Batgirl is hardly some obscure element of a single version of the Batman mythos who may or may not be included from one iteration to the next and isn't all that important. You're thinking of Batwoman. No, after Robin, Babs is by far the most important part of the Bat Family and she always shows up, sooner or later.

This show may play with the mythology a bit, but not *that* much. It still likes to remain loyal to the spirit of the source material, not not necessarily the letter.

So the point stands; what they've done with Barbara is going to make the potential future inclusion of Babs very odd *unless* they do something very different with the character next season (aside from bringing her back to life, because that's just par for the course on this show.)
 
Batgirl is hardly some obscure element of a single version of the Batman mythos who may or may not be included from one iteration to the next and isn't all that important. You're thinking of Batwoman. No, after Robin, Babs is by far the most important part of the Bat Family and she always shows up, sooner or later.

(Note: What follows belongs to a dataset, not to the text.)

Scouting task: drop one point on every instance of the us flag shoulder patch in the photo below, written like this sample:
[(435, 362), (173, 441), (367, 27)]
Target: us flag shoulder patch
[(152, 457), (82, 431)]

Again, so what? Gotham is never going to get there. At this point, you're arguing for the sake of being argumentative. How many Batgirls can dance on the head of a pin?
 
Again, so what? Gotham is never going to get there. At this point, you're arguing for the sake of being argumentative. How many Batgirls can dance on the head of a pin?
All I said was, it's going to be weird. You're the one that insisted on arguing it into the ground.
 
Except there's no single "right" answer to what happens in Batman's career. It's been interpreted many different ways in the comics and various adaptations, and anyone with any sense about how fiction works understands that adaptations are allowed to change things. In one comics continuity, Babs Gordon was Jim's biological daughter; in another, she was his niece whom he adopted when her parents were killed in a drag-racing accident (I just happened to read that story yesterday). In the Burton/Schumacher continuity, she was Barbara Wilson and was Alfred's niece with no connection to Gordon. In the animated series The Batman, Batgirl was Batman's sidekick before Robin; in the animated series Beware the Batman, teenage Barbara was helping Batman as a hacker called Oracle while his sidekick in the field was Katana. And so on. There is no destiny here. Adaptations get to change things. That's what the word "adapt" means. There's no point in doing a new version of a story if you don't do it differently. And Gotham is perhaps the most "different" version of the Batman mythos I've ever seen.
You have just refuted your own comment that it can't happen on this show.
We have seen Jim's uncle, and there was nothing to indicate that he didn't have a daughter. She could very easily appear next season as a teenager with some gymnastic training and some computer hacking talents, interested in finding out what happened to her father.